# Oatmeal, Milk & Honey Fragrance Oil



## Stacykins (Jun 29, 2009)

Does anyone know of a place that sells a good/awesome Oatmeal, Milk & Honey Fragrance Oil? My past batches of soap have used EO, but now I want to try out FO. And I think that is a fragrance that would please men and women (my housemates who want me to make the soap, rofl, they weren't helpful when I asked for scent suggestions). 
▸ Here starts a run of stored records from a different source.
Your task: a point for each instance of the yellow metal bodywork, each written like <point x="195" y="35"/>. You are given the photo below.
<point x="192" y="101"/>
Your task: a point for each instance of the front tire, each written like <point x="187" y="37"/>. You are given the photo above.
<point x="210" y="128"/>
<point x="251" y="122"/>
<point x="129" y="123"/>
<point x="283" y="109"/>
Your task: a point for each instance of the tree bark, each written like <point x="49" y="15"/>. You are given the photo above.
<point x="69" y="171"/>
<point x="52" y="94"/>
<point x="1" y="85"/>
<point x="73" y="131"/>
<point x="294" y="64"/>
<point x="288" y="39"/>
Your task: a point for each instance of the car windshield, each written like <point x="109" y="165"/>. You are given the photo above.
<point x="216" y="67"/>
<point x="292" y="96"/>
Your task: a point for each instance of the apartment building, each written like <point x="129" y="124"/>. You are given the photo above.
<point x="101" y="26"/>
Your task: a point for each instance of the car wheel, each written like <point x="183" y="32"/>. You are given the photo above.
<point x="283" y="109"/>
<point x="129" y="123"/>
How much FO do you use per pound of oils? I know how much for EO, but not for FO. 

Thanks!


----------



## heyjude (Jun 29, 2009)

My family loves the omh from BrambleBerry. I use it at 1 0z. per pound.
I know lots of others here use between .5 and .75 per pound.

Jude


----------



## carebear (Jun 29, 2009)

I like the  OMH from The Scent Works (at 0.7 oz ppo) but I just found Buzzy Bumble Buttermilk Bath from Oregon Trails http://www.oregontrailsoaps.com/fragranceAE.html which is AMAZING - less cloying.


----------



## Milla (Jun 30, 2009)

I got mine from Sweet Cakes (0.7 oz ppo).  It looks like it's their best seller.  Yummy!  Everyone I know loves this scent.


----------



## Guest (Jun 30, 2009)

I love the one I got at Voyageur Soap and Candle , but am going to try others out .

Kitn


----------



## artisan soaps (Jun 30, 2009)

..


----------



## ilovedoxies (Jun 30, 2009)

I have omh from soapsupplies.net and use .5 per lb.  I like it very much.


----------



## honor435 (Jul 7, 2009)

ive tried three, bram, ng, peak, bram the best so far.


----------



## nickjuly (Jul 7, 2009)

tried brambleberry. My family loves it, haven't tried any others yet.


----------



## twilightluver (Jul 7, 2009)

bram IS awesome...I also love the FO from tennesee candle supplies...OMG...


----------



## oldragbagger (Jul 11, 2009)

I got mine from Camden Grey and everyone likes it as well.


----------